Puis vint le silence alors qu'ils attendaient tous la dernière école. Ils avait vu un carrosse, des pégases et un navire sortant de l'eau, pour eux, le prochain devait être extraordinaire. Un cri effrayant fit tourner la tête vers la Foret interdite, juste à temps pour voir une Acromantule s'écrouler morte à l'orée des arbres, avant que le silence ne revienne. La nervosité commença à gagner les enfants, qui augmenta en voyant les professeurs pointer leurs baguettes dans un geste de défense préventif.
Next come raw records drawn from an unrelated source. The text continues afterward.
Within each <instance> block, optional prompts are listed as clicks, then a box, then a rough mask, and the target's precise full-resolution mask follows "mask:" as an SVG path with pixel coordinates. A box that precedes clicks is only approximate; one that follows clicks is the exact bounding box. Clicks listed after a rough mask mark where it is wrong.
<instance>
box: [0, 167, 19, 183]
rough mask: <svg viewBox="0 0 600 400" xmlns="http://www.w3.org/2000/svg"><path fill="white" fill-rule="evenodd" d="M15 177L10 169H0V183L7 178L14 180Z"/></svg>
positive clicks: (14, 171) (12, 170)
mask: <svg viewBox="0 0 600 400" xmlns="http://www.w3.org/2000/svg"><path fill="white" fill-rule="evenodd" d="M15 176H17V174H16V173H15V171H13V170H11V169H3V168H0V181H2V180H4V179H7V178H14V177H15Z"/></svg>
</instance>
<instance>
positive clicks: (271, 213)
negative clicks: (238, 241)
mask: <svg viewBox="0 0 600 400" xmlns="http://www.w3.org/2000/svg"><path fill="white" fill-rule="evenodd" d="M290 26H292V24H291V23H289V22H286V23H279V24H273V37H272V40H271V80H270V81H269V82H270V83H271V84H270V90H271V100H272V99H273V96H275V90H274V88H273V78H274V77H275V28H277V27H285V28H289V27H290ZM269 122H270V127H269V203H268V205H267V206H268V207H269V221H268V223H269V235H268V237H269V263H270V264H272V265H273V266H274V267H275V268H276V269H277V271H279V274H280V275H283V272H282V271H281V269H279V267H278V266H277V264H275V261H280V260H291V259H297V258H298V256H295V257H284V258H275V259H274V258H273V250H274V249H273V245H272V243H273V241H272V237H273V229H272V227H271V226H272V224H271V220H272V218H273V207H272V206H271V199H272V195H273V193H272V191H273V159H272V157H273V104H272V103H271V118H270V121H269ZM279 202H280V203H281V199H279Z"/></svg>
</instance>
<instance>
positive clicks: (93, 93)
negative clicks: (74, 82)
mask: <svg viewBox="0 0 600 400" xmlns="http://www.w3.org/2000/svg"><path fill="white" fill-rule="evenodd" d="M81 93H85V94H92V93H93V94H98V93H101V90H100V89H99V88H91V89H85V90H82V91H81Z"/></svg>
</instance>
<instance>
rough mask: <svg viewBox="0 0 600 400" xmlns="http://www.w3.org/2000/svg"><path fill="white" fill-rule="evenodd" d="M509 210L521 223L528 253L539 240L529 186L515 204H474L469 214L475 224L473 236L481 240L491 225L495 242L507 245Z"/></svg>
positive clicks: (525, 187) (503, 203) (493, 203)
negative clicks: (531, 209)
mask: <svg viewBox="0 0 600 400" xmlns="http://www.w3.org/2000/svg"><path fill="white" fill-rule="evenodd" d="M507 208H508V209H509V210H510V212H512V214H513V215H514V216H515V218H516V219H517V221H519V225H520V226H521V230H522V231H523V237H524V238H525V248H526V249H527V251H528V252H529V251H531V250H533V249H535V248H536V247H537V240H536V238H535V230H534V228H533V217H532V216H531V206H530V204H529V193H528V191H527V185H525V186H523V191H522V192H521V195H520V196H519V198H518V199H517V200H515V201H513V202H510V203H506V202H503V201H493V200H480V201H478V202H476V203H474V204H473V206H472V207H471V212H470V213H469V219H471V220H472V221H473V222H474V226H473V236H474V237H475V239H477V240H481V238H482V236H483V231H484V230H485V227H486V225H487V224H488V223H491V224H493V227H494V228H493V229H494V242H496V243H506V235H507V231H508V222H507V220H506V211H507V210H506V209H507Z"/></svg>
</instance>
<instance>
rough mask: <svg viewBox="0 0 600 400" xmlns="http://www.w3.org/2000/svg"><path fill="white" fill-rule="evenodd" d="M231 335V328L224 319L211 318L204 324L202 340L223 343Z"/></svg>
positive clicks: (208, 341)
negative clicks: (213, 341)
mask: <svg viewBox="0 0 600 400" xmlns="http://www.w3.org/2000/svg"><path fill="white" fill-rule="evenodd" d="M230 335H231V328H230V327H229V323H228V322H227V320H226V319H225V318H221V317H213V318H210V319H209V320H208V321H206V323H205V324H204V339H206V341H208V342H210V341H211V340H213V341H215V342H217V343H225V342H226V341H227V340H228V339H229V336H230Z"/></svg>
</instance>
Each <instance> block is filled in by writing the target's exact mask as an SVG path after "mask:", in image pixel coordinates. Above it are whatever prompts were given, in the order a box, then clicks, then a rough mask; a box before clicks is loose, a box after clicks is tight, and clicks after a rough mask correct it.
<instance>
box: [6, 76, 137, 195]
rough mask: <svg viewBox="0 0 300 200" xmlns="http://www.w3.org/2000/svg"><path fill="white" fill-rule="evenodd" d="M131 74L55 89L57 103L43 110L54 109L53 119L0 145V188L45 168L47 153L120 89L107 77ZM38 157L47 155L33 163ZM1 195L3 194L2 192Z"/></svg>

Doucement, une forme sortie de la forêt. Un homme âgé, qui semblait encore plus vieux qu'Albus Dumbledore s'approcha d'eux, vêtu d'un manteau en lambeaux et d'un long Bâton sculpté dont il se servait pour marcher. Ils attendirent la suite, mais personne d'autre n'arriva, seul l'homme se présenta devant eux.
- Sale bestiole que vous avez là, dit-il une fois arrivé devant le directeur de poudlard, j'ai bien peur d'avoir dû la tuer, elle ne voulait pas me laisser passer, veuillez m'excuser pour la peur occasionnée.
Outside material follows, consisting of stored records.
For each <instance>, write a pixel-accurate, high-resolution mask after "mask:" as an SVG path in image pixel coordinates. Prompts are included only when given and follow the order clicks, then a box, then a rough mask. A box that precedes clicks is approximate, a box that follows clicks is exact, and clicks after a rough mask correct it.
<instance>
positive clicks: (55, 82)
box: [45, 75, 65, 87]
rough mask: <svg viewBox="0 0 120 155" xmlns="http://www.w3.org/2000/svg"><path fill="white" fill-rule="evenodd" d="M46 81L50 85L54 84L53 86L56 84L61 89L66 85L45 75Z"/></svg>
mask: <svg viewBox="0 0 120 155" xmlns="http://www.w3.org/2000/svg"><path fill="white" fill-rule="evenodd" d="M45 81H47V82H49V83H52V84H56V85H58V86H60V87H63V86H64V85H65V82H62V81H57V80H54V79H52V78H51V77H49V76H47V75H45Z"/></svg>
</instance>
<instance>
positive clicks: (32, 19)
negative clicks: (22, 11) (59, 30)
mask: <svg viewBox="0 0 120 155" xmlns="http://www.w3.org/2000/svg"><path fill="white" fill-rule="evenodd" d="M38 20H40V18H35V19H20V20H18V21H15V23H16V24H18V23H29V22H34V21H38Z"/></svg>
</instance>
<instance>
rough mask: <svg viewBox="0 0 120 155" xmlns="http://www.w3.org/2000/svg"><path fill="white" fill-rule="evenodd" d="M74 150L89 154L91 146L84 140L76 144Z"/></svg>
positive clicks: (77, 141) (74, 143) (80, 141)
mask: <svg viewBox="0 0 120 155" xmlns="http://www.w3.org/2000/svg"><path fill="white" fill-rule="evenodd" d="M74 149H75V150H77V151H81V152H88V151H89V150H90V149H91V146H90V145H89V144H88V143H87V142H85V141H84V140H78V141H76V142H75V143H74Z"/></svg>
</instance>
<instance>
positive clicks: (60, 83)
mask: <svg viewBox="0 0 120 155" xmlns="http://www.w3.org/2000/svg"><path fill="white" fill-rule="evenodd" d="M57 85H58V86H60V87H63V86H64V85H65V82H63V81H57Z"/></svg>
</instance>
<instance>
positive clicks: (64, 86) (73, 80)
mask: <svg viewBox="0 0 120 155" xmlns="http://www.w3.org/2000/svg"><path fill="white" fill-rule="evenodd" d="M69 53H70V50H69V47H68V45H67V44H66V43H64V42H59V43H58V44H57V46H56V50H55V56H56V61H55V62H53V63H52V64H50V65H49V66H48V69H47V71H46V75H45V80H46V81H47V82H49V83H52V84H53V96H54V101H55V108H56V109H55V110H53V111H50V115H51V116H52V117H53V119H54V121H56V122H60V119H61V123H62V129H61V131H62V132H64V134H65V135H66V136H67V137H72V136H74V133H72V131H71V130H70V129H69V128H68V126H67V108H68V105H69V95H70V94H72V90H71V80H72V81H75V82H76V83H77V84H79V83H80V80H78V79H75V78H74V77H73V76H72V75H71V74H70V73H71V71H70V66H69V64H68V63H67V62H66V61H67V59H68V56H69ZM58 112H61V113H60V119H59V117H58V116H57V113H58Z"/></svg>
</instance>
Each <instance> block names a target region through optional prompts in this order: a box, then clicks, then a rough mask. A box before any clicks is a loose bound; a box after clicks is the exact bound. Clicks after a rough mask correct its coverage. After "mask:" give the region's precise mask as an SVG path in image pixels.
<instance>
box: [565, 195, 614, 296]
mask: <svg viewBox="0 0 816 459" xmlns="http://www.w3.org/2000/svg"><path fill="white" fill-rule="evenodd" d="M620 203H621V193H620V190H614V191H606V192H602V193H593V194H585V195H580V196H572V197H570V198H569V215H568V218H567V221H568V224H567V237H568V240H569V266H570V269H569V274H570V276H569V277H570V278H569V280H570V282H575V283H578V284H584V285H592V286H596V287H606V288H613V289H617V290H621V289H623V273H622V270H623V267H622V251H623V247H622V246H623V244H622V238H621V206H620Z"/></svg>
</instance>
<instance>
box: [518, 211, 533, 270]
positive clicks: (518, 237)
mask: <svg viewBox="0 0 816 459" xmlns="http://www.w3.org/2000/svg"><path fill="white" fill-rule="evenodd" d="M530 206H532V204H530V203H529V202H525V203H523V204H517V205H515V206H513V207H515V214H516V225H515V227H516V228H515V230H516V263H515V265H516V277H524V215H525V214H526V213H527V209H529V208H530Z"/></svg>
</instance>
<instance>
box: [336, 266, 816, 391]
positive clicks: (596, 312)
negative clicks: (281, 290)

- Ce n'est rien, répondit Dumbledore, légèrement abasourdi, où sont le reste de vos élèves Monsieur… ?
- Sálarinn, vous pouvez m'appeler ainsi, compléta l'homme en s'inclinant un peu, pour ce qui est de mes élèves, ils ne devraient pas tarder à arriver, ils ont voulu arriver par leurs propres moyens, ils seront là pour le repas ne vous inquiétez pas.
- Dans ce cas, si vous voulez bien me suivre, finit Dumbledore, ne sachant pas quoi dire.
- Avec plaisir.
Sur ce, tout le monde rentra au château, parlant avec enthousiasme de l'arrivée des écoles, les commentant et donnant son avis personnel. Tout le monde s'entendait sur une chose, La dernière école était étrange, leur directeur, d'après ses dires, c'était débarrassé d'une Acromantule sans aucune difficulté, et aucun de ses élèves n'été apparu.
Quand chacun fut assis, Albus Dumbledore attira l'attention de tout le monde avant de prendre la parole.
- Élèves de Poudlard, je vous présente l'école de sorcellerie française, Beauxbâtons, dirigé par la Directrice, Madame Olympe
Les portes de la grande salle s'ouvrirent, et chaque tête se tourna pour regarder.